Onboard hosts share facts and details about the passing landscape
At the back of the car on the lower level is the open-air platform, with shiny chrome bars to mark our safety. The wind whips my face, and the smell of wet cedar is like nature’s aromatherapy. A blur of trees whizz past. As we meander around bends, we play catch up with the front carriage, turning the other way. We point—there is the back!
The mysticism of nature unfolds before me. Here, the mountains steel your mind, lock your thoughts, and uplift your spirit. We are suspended in time and majestic wonder. Its strength of presence swirls around me as the locomotive clatters and cuts through ravines and tunnels made from the hands of hard labour of years gone by.

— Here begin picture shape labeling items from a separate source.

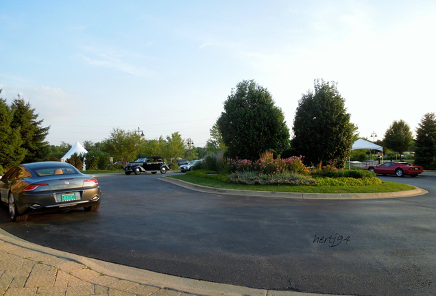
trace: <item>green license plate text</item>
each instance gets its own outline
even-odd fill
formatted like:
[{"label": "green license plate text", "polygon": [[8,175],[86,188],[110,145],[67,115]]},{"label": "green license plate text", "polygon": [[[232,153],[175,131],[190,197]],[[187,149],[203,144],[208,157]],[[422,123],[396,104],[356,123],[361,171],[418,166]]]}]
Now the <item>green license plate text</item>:
[{"label": "green license plate text", "polygon": [[75,200],[75,195],[64,195],[61,197],[61,200],[62,201],[69,201],[72,200]]}]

Trees add a feathery texture, like furry dusters that lean into the steep, sharp escarpments to keep their balance. Blasts of dazzling white patterns accentuate the seams and ridges of the rock faces, which are so vivid we can see them in the darkness of rock tunnels.
Our final stop is Banff. And we disembark, richer from the experience of journeying by rail through this beautiful, breathing, natural world.
BeSeeingYou In: The Canadian Rockies
Good to Know: The Rocky Mountaineer runs between April and October
WOW! Factor: Rocky Mountaineer plants a tree with Trees Canada to honour the employment anniversaries of each team member. More than 13,500 trees have been planted in Canada since 2008.
Tip: Luggage travels separately so bring a small bag with valuables and necessities aboard each day.